Fox News Sports confirmed the shot: a 31-footer with 1.2 seconds on the clock, Indiana Fever 78, Washington Mystics 76. According to CBS Sports, it was Clark’s first career go-ahead basket in the final minute of a WNBA game. Her FIRST. Which means every time the Fever needed her to be the one in that moment before this, she wasn’t. I say that as a compliment, because the way she answered it was genuinely disrespectful to the concept of a slump.
Here’s how it went down: Sophie Cunningham threw a full-court crosscourt inbound pass, Cotie McMahon went for the steal, missed, and left Clark standing alone 31 feet from the basket. Clark caught it and just… let it fly. Didn’t hesitate. Didn’t pump fake. Didn’t look at the clock. Ice cold shooter in the middle of a documented cold stretch, and she went logo three. That’s not a slump-buster. That’s a Caitlin Clark game winner over the Mystics that doubles as an announcement that the slump is dead and you should not have brought it up.

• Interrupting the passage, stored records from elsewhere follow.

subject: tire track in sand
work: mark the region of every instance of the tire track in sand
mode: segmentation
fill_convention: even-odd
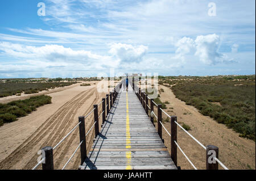
[[[81,99],[81,97],[85,97],[88,94],[88,92],[93,91],[93,89],[83,91],[77,95],[73,98],[71,100],[67,102],[63,106],[61,106],[54,114],[48,119],[43,125],[36,130],[26,141],[22,144],[16,149],[15,149],[12,153],[10,154],[6,158],[5,158],[1,163],[0,163],[0,169],[10,169],[13,166],[16,167],[16,165],[19,165],[19,162],[23,162],[25,164],[27,160],[30,160],[31,155],[36,154],[37,150],[42,148],[42,144],[39,143],[44,138],[52,138],[47,141],[47,140],[44,143],[53,143],[55,139],[54,135],[56,135],[56,129],[58,128],[60,125],[60,122],[63,120],[63,117],[65,117],[67,114],[69,112],[69,110],[73,110],[74,106],[77,103],[77,102],[84,101],[85,99]],[[80,100],[80,101],[79,101]],[[67,121],[68,125],[68,122]],[[62,126],[63,125],[62,124]],[[59,132],[61,132],[60,128]],[[47,133],[48,132],[48,133]],[[59,133],[58,132],[58,133]],[[54,134],[55,133],[55,134]],[[64,134],[64,132],[62,132]],[[57,142],[55,140],[55,142]],[[52,144],[51,144],[52,145]],[[40,145],[40,146],[39,146]],[[46,145],[43,145],[45,146]],[[34,153],[31,153],[34,152]],[[19,163],[20,165],[23,165]],[[17,166],[18,169],[20,169],[19,166]]]

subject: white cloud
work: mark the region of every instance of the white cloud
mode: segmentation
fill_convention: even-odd
[[[231,49],[232,49],[232,53],[237,53],[237,50],[238,50],[238,47],[239,47],[239,45],[238,45],[237,44],[233,44],[231,47]]]
[[[114,43],[111,45],[109,53],[116,56],[121,61],[133,62],[141,60],[148,47],[144,45],[133,46],[130,44]]]
[[[220,37],[216,34],[200,35],[195,41],[191,38],[183,37],[175,44],[177,47],[176,54],[172,58],[184,62],[187,54],[195,53],[195,56],[205,64],[234,62],[233,59],[229,58],[226,54],[218,52],[220,41]]]
[[[220,37],[216,34],[199,36],[195,40],[196,56],[207,64],[215,64],[220,62],[224,55],[218,52]]]
[[[194,50],[195,42],[192,39],[183,37],[175,44],[175,47],[177,47],[177,48],[175,51],[176,54],[174,58],[180,59],[184,61],[185,60],[185,55]]]

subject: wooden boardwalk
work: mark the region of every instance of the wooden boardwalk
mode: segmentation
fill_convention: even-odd
[[[129,90],[132,90],[129,86]],[[133,91],[118,94],[80,169],[177,169]]]

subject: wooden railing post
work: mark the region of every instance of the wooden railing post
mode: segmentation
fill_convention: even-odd
[[[151,116],[151,112],[154,112],[154,103],[153,103],[153,99],[150,99],[150,120],[151,121],[152,124],[153,124],[154,126],[155,127],[155,124],[154,124],[154,116]]]
[[[177,142],[177,116],[171,116],[171,157],[177,166],[177,145],[174,141]]]
[[[113,92],[110,92],[110,110],[111,110],[111,108],[112,108],[112,106],[113,106],[113,102],[112,102],[112,94],[113,94]]]
[[[102,98],[102,124],[106,120],[106,99]]]
[[[46,146],[42,149],[44,155],[44,163],[42,163],[43,170],[53,170],[53,150],[51,146]]]
[[[145,100],[146,100],[146,113],[148,116],[148,107],[147,107],[147,105],[148,104],[148,100],[147,99],[147,95],[145,95]]]
[[[207,170],[218,170],[218,163],[214,158],[218,159],[218,148],[214,145],[207,146],[206,169]]]
[[[106,107],[107,107],[107,113],[106,113],[106,116],[108,116],[108,115],[109,114],[109,95],[106,94]]]
[[[163,140],[162,136],[162,125],[160,123],[162,121],[162,110],[160,108],[162,108],[162,104],[158,105],[158,131],[160,138]]]
[[[82,143],[80,145],[81,165],[82,165],[87,156],[84,116],[80,116],[79,118],[79,122],[81,122],[80,124],[79,124],[79,136],[80,142],[82,141]]]
[[[134,77],[133,77],[133,89],[134,91]]]
[[[144,107],[144,110],[146,111],[146,99],[145,99],[145,92],[143,92],[142,93],[142,97],[143,98],[143,107]]]
[[[143,106],[143,92],[141,90],[141,104],[142,104],[142,106]]]
[[[93,105],[93,107],[94,108],[94,123],[95,123],[95,137],[97,137],[98,133],[100,132],[99,127],[98,127],[98,105]]]
[[[141,88],[139,88],[139,101],[141,103],[142,102],[141,102]]]

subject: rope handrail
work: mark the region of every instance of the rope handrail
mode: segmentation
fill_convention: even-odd
[[[192,136],[189,132],[188,132],[185,129],[183,128],[183,127],[181,127],[179,123],[177,123],[176,121],[174,121],[180,128],[181,128],[187,134],[188,134],[190,137],[196,141],[201,146],[202,146],[205,150],[207,149],[206,147],[204,146],[201,142],[199,142],[197,140],[196,140],[193,136]]]
[[[168,117],[169,117],[170,118],[171,118],[171,116],[170,116],[168,113],[166,113],[166,111],[164,111],[164,110],[163,110],[162,108],[160,108],[161,110],[162,111],[163,111],[166,115],[166,116],[167,116]]]
[[[38,163],[38,164],[36,164],[33,169],[32,169],[32,170],[35,170],[36,169],[36,168],[39,166],[40,164],[41,164],[42,163],[43,163],[43,162],[46,159],[46,158],[43,158],[42,159],[41,159],[41,161],[40,162],[39,162]]]
[[[88,117],[89,115],[90,115],[90,113],[91,113],[93,111],[94,111],[95,109],[96,109],[96,108],[94,108],[93,109],[92,111],[90,111],[90,112],[89,113],[88,113],[86,116],[84,117],[84,119],[85,119],[85,118],[86,118],[87,117]]]
[[[181,149],[180,148],[180,146],[179,146],[179,145],[177,144],[177,143],[174,141],[174,142],[175,143],[175,144],[177,145],[177,146],[179,148],[179,149],[180,149],[180,151],[181,151],[182,154],[185,156],[185,157],[187,158],[187,159],[188,160],[188,161],[190,163],[190,164],[191,164],[191,165],[193,166],[193,167],[195,169],[195,170],[197,170],[197,169],[196,169],[196,167],[195,166],[195,165],[193,164],[193,163],[190,161],[190,159],[188,158],[188,157],[186,155],[186,154],[185,154],[185,153],[184,153],[184,151],[181,150]]]
[[[229,169],[228,169],[227,167],[226,167],[224,164],[223,164],[222,163],[221,163],[221,162],[216,157],[214,158],[214,159],[218,163],[220,163],[220,165],[225,169],[225,170],[229,170]]]
[[[162,123],[162,121],[160,121],[160,124],[162,124],[162,126],[164,128],[164,129],[165,129],[166,132],[168,133],[168,134],[169,134],[169,136],[171,136],[171,134],[169,133],[169,132],[168,132],[167,129],[166,129],[166,127],[164,127],[164,126],[163,125],[163,123]]]
[[[98,118],[101,117],[101,115],[102,115],[102,114],[103,114],[103,113],[104,112],[104,111],[103,111],[102,112],[101,112],[101,113],[100,114],[100,115],[98,116]]]
[[[74,128],[73,128],[57,145],[55,145],[55,146],[53,147],[53,148],[52,149],[52,150],[55,150],[59,145],[60,145],[60,144],[68,136],[69,136],[70,134],[71,134],[71,133],[76,128],[77,128],[77,127],[79,125],[79,124],[80,124],[81,121],[79,122],[79,124],[77,124],[75,127]]]
[[[155,102],[154,102],[154,100],[152,100],[152,102],[153,102],[153,103],[155,104],[155,106],[158,106],[158,104],[156,104],[156,103]]]
[[[69,163],[70,161],[71,160],[71,159],[72,159],[73,157],[74,156],[74,155],[76,154],[76,151],[77,151],[77,150],[79,149],[79,147],[81,146],[81,145],[82,144],[82,142],[84,141],[84,140],[82,140],[82,141],[81,141],[81,142],[80,143],[79,145],[77,146],[77,148],[76,148],[76,149],[75,150],[74,153],[73,153],[72,155],[71,155],[71,157],[69,158],[69,159],[68,160],[68,161],[67,162],[67,163],[65,164],[65,165],[64,166],[63,168],[62,168],[61,170],[64,170],[65,169],[65,167],[67,166],[67,165],[68,165],[68,163]]]
[[[98,106],[100,106],[102,103],[103,103],[103,100],[98,104]]]
[[[90,127],[90,129],[88,131],[88,132],[87,132],[87,133],[85,134],[85,137],[87,136],[87,134],[88,134],[88,133],[90,132],[90,131],[92,130],[92,128],[93,127],[93,126],[95,125],[95,124],[97,122],[95,121],[94,123],[93,124],[93,125],[92,126],[92,127]]]
[[[155,117],[158,119],[158,116],[156,116],[156,115],[155,114],[155,112],[154,112],[154,111],[151,111],[151,112],[153,113],[153,115],[155,116]]]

https://x.com/RGIII/status/2064176321782018459
The Cunningham subplot is equally unhinged in the best way. She posted what appeared to be a meme suggesting they went completely rogue and ignored whatever Coach Stephanie White drew up. The internet lost its mind. Then Cunningham came back on X to clarify: “You guys read too much into things. That’s THE EXACT play our coach drew up and we executed it perfectly!” Clark’s reaction to the whole rogue story? Exactly three words. Positive, amused, completely unbothered. (The play was: throw it to the best shooter alive and let her cook. Apparently that required clarification.)

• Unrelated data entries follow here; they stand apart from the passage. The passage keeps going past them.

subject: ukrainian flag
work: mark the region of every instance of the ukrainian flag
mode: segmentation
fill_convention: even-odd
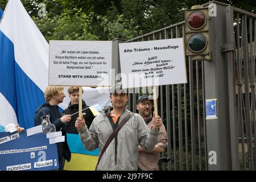
[[[79,135],[67,134],[71,160],[65,162],[64,170],[94,171],[98,162],[98,148],[89,151],[84,148]]]

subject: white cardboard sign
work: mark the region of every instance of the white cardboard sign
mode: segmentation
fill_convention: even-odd
[[[50,40],[49,85],[110,86],[111,41]]]
[[[187,83],[183,39],[119,44],[123,88]]]

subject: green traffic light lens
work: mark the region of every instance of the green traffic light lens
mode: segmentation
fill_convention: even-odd
[[[194,11],[188,17],[188,26],[193,30],[203,28],[206,23],[206,17],[201,11]]]
[[[188,39],[188,47],[193,52],[202,52],[207,46],[207,39],[201,34],[194,34]]]

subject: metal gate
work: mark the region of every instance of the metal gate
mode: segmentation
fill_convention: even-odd
[[[143,35],[126,42],[173,39],[184,36],[184,22]],[[188,83],[158,87],[159,115],[168,135],[167,153],[171,157],[163,170],[206,170],[205,120],[204,116],[204,62],[186,57]],[[136,111],[136,101],[142,90],[131,90],[129,109]],[[143,93],[145,93],[144,92]]]
[[[240,168],[255,170],[256,14],[233,7]]]
[[[167,129],[168,147],[162,156],[171,158],[162,170],[255,169],[255,61],[256,15],[212,1],[216,17],[210,18],[212,60],[192,61],[186,57],[188,83],[157,88],[159,115]],[[184,22],[126,41],[184,37]],[[137,88],[129,100],[136,101],[151,89]],[[205,101],[216,98],[218,118],[205,119]],[[208,163],[209,152],[217,163]]]

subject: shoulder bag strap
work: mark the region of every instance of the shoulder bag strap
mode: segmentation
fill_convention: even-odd
[[[98,165],[100,163],[100,161],[101,160],[101,157],[102,156],[103,154],[105,152],[109,144],[110,144],[111,142],[113,140],[114,138],[115,138],[115,135],[121,130],[121,129],[125,125],[125,123],[129,120],[129,119],[134,114],[134,113],[128,113],[126,117],[123,118],[122,122],[120,122],[120,124],[117,127],[115,130],[112,133],[112,134],[109,136],[109,139],[106,141],[104,147],[103,147],[102,151],[101,151],[101,155],[100,155],[100,158],[98,159],[98,163],[97,163],[96,167],[95,168],[95,170],[98,168]]]

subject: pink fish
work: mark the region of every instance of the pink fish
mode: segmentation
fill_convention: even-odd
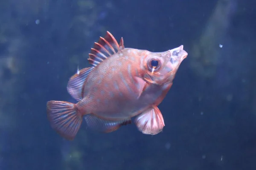
[[[125,48],[108,31],[89,54],[93,65],[77,72],[67,89],[78,102],[50,101],[47,113],[52,127],[73,140],[83,117],[88,127],[109,133],[134,122],[143,133],[155,135],[165,126],[157,106],[172,85],[188,54],[183,45],[162,52]]]

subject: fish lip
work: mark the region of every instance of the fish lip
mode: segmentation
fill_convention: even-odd
[[[171,57],[180,62],[186,58],[188,53],[183,49],[183,45],[181,45],[170,50],[171,53]]]

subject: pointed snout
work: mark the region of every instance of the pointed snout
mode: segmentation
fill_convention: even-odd
[[[186,58],[188,55],[188,53],[183,49],[183,45],[181,45],[179,47],[172,50],[172,57],[180,61]]]

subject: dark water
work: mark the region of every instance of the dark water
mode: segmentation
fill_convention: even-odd
[[[218,3],[230,12],[221,14]],[[255,6],[253,0],[1,1],[0,170],[256,169]],[[166,126],[151,136],[134,125],[98,133],[83,122],[66,141],[50,128],[46,102],[75,102],[68,79],[78,65],[89,66],[90,48],[106,31],[126,47],[184,45],[188,57],[159,107]],[[195,45],[207,51],[200,59]]]

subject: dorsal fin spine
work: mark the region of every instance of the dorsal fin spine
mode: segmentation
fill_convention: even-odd
[[[97,44],[98,45],[99,45],[99,47],[100,47],[101,48],[103,49],[105,51],[105,52],[106,52],[107,53],[108,53],[108,55],[109,55],[110,56],[111,55],[111,54],[110,54],[109,53],[109,52],[106,49],[106,48],[105,47],[104,47],[101,44],[99,44],[99,43],[96,42],[95,42],[94,43],[95,43],[95,44]]]
[[[108,42],[108,41],[107,41],[107,40],[105,40],[105,38],[103,38],[101,37],[100,37],[100,38],[102,40],[103,40],[103,41],[104,41],[105,42],[106,44],[107,44],[108,45],[109,48],[111,49],[111,50],[114,53],[116,53],[116,51],[115,51],[115,49],[114,49],[113,47],[112,47],[112,45],[109,43],[109,42]]]
[[[97,50],[96,49],[95,49],[95,48],[91,48],[92,50],[93,50],[94,51],[95,51],[95,52],[96,52],[96,53],[97,53],[98,54],[100,54],[103,57],[105,58],[105,59],[107,58],[107,56],[106,56],[105,55],[104,55],[104,54],[103,54],[100,51],[99,51],[98,50]],[[96,57],[97,58],[99,58],[99,59],[100,59],[100,60],[102,61],[103,61],[103,59],[102,59],[101,57]]]
[[[108,31],[103,38],[100,37],[98,42],[94,42],[89,54],[89,63],[96,66],[105,60],[124,48],[122,37],[119,44],[115,37]]]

Coach White had been publicly calm about the shooting slump for weeks, saying she was “not concerned.” After the previous game (a 4-of-14, 10-point dog against the New York Liberty) that felt like coach-speak. After Sunday it feels like she was just right and the rest of us were overreacting.
The same day Clark hit this shot, TIME dropped its inaugural “100 Most Influential People in Sports 2026” list, with Clark in the “Icons” category alongside A’Ja Wilson. Senior correspondent Sean Gregory wrote that when the history of women’s basketball is written, “expect a chapter, or two or three, on Caitlin Clark.” He published that piece on June 8, 2026. The game was also June 8, 2026. The universe has a sense of timing.

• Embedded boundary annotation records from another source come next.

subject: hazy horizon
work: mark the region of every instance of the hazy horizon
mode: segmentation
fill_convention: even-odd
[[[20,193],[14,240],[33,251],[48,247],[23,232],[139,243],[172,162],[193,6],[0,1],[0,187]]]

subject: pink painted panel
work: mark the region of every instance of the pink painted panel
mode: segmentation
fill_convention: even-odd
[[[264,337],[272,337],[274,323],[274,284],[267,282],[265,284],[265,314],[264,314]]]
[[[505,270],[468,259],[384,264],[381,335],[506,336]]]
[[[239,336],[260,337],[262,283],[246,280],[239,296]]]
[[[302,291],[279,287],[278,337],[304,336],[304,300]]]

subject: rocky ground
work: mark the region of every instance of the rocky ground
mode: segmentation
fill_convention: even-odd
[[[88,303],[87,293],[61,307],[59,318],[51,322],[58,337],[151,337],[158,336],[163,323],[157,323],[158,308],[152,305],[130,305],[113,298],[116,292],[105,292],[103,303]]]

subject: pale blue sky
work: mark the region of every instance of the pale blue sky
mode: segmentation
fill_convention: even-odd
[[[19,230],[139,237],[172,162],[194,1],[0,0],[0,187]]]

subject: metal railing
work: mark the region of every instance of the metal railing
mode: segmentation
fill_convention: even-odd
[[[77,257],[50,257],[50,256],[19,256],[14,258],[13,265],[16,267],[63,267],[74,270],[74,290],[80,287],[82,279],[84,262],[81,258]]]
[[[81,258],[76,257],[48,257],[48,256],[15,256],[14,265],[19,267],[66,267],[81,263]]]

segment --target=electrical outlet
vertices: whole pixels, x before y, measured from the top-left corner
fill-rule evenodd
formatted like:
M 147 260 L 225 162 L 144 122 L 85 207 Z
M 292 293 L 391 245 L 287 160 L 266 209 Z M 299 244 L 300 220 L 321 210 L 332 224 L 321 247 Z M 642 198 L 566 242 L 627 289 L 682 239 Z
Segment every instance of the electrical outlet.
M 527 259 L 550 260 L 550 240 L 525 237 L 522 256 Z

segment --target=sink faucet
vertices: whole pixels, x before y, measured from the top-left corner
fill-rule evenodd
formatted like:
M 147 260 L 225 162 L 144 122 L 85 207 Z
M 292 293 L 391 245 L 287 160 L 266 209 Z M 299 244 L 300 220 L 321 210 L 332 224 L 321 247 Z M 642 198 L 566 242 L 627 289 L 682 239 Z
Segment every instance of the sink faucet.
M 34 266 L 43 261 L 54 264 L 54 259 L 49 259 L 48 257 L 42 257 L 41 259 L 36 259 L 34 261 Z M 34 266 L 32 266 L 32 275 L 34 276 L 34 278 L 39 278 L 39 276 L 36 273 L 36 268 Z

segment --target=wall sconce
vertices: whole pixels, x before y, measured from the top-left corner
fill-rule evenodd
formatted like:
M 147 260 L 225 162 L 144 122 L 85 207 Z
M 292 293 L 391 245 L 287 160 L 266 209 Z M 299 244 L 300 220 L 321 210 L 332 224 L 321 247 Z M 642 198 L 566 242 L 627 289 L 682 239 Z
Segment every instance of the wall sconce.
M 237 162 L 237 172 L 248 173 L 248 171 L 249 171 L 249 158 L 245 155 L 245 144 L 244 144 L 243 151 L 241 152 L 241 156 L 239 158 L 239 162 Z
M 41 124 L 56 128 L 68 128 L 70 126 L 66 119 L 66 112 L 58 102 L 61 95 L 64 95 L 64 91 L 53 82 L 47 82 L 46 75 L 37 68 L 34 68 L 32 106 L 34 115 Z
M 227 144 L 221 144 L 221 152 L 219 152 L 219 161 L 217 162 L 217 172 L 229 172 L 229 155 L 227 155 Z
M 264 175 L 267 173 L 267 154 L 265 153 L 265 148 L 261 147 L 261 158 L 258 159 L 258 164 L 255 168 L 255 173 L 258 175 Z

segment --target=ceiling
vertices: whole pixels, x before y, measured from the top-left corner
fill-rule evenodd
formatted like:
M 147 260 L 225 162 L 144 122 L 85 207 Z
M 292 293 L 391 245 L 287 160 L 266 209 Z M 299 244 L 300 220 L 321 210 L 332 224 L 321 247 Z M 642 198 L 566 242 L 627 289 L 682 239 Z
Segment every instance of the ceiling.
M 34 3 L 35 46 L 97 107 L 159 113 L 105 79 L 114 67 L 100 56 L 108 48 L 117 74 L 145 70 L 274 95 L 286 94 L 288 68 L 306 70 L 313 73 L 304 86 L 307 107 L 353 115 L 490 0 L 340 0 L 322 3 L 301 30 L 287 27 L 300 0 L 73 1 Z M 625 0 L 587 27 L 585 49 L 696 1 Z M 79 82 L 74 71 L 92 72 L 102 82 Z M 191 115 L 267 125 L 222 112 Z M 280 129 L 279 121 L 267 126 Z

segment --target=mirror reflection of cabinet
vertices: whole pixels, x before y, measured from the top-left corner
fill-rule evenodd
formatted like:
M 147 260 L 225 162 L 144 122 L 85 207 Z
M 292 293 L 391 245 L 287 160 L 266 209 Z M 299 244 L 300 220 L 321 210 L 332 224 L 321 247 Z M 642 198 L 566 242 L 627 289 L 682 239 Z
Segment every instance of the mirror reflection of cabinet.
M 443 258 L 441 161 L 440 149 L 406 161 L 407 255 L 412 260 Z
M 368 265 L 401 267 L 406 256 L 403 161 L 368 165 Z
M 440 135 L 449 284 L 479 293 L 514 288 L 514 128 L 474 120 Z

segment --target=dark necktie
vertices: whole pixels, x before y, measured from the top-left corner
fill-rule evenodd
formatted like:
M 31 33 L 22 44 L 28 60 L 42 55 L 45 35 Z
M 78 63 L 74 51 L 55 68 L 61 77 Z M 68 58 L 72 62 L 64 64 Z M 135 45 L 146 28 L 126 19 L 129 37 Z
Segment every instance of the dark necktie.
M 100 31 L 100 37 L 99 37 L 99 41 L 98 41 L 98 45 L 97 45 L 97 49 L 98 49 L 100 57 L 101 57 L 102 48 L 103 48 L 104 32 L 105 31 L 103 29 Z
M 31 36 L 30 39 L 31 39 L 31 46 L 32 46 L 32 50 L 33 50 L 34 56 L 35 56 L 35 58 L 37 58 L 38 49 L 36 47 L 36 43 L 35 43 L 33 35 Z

This all happened during the NBA Finals chaos, which means most of the main feed completely missed it. That’s a shame, because a 31-foot buzzer-beater off a full-court inbound to end a documented slump is the kind of thing you want to be talking about at the bar.
For more WNBA coverage that isn’t getting buried, keep it here.
She missed two free throws and then hit a logo three to win. That’s the story. I’ve watched this clip eleven times and I’m not stopping.